Der Aufbau folgt der bewährten Abfolge von Grundlagen über Grundsätze, gefolgt vom speziellen Sanktionenrecht des Jugendstrafrechts bis zur Darstellung des Jugendgerichtverfahrens und der Vollstreckung der dort getroffenen Entscheidungen. Besonders wertvoll sind die abschließenden Kapitel (§§ 15, 16) des Werkes, in denen sich zum einen eine ausführliche Examensklausur mit ausformulierter Lösung findet, zum anderen eine Aufstellung von Fragen und Fällen, die Thema in der mündlichen Examensprüfung sein können.
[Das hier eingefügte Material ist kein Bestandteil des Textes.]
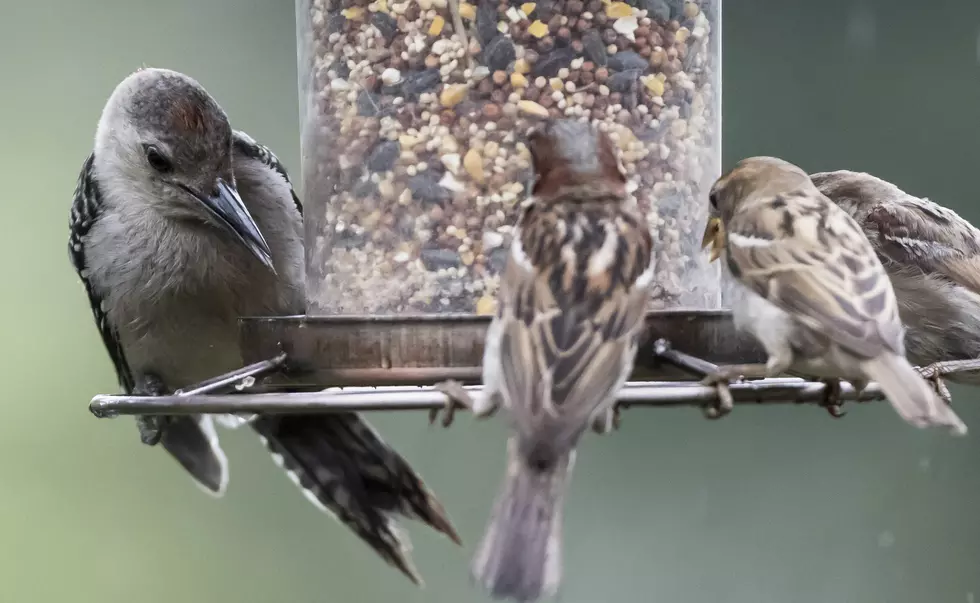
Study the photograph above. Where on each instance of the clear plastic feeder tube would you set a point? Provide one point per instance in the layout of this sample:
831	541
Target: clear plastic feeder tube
414	163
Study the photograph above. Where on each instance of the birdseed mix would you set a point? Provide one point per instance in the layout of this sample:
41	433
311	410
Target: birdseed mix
414	160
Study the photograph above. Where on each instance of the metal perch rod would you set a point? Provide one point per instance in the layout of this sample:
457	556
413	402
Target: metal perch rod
655	393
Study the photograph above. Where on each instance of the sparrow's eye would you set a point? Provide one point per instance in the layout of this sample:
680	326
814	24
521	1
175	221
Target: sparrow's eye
157	159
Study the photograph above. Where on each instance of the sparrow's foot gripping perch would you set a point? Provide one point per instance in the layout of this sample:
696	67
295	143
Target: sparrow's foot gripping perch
150	426
482	406
936	371
720	379
607	421
455	394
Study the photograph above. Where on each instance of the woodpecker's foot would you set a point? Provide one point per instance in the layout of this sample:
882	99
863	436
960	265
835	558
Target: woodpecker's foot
607	421
455	394
150	426
720	379
935	372
831	398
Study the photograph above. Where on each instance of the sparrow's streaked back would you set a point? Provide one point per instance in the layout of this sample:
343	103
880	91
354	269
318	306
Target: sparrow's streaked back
570	311
933	258
813	291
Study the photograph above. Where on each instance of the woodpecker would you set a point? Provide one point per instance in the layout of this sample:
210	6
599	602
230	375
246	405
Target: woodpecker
179	226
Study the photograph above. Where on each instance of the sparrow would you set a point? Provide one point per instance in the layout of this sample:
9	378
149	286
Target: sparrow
813	292
570	313
932	256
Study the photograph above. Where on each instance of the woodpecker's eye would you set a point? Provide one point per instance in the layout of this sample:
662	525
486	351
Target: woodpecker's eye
157	160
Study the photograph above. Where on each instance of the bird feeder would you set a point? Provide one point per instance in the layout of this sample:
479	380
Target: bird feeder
414	115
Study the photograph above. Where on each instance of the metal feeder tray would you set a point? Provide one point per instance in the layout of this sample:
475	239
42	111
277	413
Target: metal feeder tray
390	363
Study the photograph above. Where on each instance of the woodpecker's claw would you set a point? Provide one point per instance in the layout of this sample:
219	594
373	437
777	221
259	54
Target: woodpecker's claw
831	401
150	426
934	375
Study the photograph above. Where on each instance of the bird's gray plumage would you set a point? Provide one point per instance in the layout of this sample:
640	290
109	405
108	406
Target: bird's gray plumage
167	283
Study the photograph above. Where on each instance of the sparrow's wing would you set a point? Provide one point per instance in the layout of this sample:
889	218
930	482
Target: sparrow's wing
908	231
572	304
808	257
917	232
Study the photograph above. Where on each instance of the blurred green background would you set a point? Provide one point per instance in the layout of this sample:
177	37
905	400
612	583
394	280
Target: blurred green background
771	505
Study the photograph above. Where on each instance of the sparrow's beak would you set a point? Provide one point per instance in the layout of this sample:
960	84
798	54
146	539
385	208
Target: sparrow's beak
226	205
714	235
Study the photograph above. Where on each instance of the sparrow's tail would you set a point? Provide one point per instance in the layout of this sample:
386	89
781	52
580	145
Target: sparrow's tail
520	555
193	441
912	397
346	470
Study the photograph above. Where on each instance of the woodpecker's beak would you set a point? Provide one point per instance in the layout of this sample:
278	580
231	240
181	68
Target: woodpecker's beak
226	205
714	235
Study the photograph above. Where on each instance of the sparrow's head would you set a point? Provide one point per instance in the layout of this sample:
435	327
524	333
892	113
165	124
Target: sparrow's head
163	137
573	156
751	178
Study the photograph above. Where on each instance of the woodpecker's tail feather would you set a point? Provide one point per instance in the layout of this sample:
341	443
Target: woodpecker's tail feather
193	441
520	555
912	397
347	470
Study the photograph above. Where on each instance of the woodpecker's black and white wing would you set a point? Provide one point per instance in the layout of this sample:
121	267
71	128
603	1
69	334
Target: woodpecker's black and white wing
245	146
85	210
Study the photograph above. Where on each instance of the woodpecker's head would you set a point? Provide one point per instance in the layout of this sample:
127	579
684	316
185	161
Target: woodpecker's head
165	139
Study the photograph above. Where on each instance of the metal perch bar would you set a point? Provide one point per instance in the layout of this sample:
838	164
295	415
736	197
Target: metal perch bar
668	394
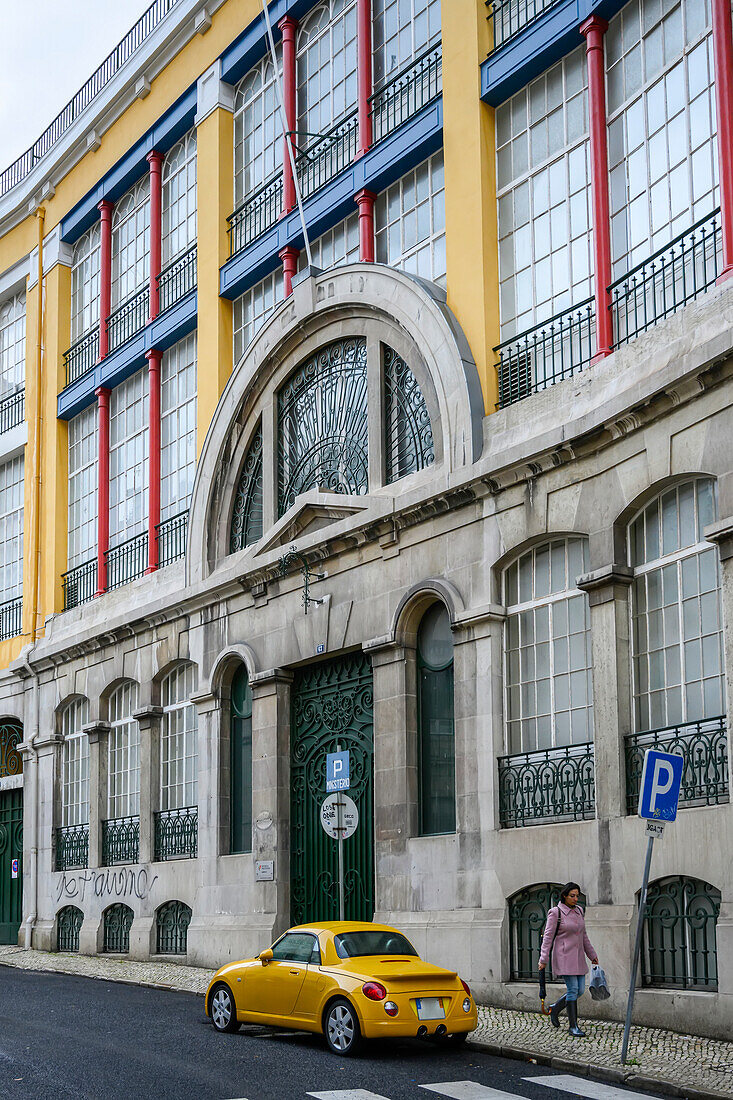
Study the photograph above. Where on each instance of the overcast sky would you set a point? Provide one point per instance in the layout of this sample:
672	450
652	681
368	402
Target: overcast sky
47	51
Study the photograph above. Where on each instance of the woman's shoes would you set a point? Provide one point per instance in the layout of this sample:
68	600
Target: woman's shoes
572	1020
556	1010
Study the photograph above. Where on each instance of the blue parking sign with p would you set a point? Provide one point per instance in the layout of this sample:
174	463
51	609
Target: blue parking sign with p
660	784
337	771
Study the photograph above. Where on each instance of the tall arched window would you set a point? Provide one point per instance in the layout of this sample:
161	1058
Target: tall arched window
677	639
75	763
258	131
436	723
240	803
549	695
123	752
178	739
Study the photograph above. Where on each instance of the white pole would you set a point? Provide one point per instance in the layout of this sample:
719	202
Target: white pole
288	143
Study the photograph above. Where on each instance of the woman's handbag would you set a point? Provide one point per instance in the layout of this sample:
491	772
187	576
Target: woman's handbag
598	987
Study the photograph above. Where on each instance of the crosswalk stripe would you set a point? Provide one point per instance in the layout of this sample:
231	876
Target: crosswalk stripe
583	1087
470	1090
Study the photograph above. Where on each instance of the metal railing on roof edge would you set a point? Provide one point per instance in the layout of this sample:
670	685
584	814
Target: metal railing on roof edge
24	164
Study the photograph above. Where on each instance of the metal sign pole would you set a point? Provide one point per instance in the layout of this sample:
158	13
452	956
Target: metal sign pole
637	949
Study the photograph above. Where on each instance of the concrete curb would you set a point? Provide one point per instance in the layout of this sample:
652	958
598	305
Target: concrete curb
611	1074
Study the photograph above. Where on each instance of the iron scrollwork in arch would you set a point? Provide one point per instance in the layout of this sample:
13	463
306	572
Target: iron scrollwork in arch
408	432
321	425
247	517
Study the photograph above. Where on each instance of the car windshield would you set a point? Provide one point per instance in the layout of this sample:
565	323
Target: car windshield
352	944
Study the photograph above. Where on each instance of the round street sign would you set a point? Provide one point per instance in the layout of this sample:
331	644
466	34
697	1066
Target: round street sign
330	817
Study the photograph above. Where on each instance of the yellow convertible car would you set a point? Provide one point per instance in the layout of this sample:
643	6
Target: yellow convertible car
346	980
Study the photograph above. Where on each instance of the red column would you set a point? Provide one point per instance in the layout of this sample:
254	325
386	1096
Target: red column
365	74
290	257
288	26
593	29
155	162
102	487
723	54
105	272
365	202
153	358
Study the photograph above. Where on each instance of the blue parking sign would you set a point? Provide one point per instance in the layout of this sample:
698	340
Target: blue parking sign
660	783
337	771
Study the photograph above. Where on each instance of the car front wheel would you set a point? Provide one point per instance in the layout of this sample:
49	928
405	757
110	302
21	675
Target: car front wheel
222	1010
341	1027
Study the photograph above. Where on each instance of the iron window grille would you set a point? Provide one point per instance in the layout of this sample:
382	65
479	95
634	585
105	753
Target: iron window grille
680	949
176	834
72	847
79	584
172	923
703	747
408	442
121	840
68	924
548	785
118	922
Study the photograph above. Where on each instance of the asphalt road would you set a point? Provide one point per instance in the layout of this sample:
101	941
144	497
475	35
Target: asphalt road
63	1036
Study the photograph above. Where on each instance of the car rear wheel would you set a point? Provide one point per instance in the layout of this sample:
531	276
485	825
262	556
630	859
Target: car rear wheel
222	1010
341	1027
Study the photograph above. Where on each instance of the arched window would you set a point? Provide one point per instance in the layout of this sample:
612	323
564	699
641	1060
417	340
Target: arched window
68	924
240	803
549	697
247	517
178	740
118	922
436	723
123	752
676	609
75	763
258	130
172	922
680	950
326	66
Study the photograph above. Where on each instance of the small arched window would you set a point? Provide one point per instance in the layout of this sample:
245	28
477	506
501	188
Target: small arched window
677	639
240	803
436	723
680	949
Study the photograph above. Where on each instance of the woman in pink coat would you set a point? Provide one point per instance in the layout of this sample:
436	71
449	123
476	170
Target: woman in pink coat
566	938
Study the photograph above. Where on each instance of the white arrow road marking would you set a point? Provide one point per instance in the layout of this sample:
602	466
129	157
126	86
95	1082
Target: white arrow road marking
470	1090
583	1087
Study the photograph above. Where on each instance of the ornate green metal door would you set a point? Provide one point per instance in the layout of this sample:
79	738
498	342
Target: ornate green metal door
331	705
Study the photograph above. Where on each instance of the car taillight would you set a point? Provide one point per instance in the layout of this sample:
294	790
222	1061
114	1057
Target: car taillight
373	990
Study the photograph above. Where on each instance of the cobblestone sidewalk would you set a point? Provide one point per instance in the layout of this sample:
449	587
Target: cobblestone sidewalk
678	1065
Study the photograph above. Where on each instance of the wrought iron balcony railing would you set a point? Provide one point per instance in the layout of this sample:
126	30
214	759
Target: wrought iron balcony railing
406	92
128	319
12	410
255	215
72	847
509	18
177	279
547	353
11	618
79	584
176	834
547	785
121	840
81	355
94	86
702	745
172	538
668	279
127	561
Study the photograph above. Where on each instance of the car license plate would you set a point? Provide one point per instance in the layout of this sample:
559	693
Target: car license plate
429	1008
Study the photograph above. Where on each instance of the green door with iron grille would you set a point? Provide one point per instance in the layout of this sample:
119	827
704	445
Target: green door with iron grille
331	706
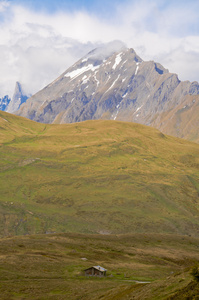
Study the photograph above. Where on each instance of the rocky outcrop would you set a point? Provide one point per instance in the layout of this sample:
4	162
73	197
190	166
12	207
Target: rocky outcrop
18	98
108	84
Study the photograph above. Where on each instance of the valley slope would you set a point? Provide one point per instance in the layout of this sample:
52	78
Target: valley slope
96	177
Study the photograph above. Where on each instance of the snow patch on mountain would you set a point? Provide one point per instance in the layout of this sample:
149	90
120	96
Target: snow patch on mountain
118	60
76	73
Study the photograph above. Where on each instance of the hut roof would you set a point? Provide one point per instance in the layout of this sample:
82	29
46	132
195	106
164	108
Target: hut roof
98	268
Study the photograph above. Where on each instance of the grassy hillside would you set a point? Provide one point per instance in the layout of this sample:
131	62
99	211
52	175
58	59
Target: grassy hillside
181	121
51	267
96	177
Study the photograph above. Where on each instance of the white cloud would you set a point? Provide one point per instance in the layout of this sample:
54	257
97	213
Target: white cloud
36	47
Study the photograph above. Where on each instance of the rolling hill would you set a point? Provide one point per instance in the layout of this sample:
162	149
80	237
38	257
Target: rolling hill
96	177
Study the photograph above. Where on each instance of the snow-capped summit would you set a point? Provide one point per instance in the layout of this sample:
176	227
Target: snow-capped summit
110	84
Stellt sich noch die Frage: Hilft es auch dem Praktiker weiter? Auch hier gibt es die Situation, neu in das Gebiet des Jugendstrafrechts gestellt zu sein. Sei es als Berufungsanfänger im Justizdienst, als Anwalt, der - wenn er im Strafrecht tätig ist - recht bald den Bereich des gesicherten Examenswissens wird verlassen müssen, oder als Mitarbeiter der Jugend(gerichts)hilfe. Dann wird man „Grund machen“ müssen. Auf die Fragen was ist Sinn und Zweck des Jugendstrafrechts, wie ist seine Systematik und was seine Maximen kann auch diese Gruppe schnell erschließbare Antworten finden. Konzeptionsbedingt fehlt es für die weitere Befassung dann aber an vertiefenden Hinweisen auf die in der Tat schwer zu systematisierende Rechtsprechung, da Revisionen, die der einheitlichen Anwendung des Rechts dienen, im Jugendstrafrecht nur eingeschränkt zulässig sind.

Damit lässt sich sagen, dass das besprochene Werk vor allem für Studierende aber auch Einsteiger in das Gebiet des Jugendstrafrechts zu empfehlen ist.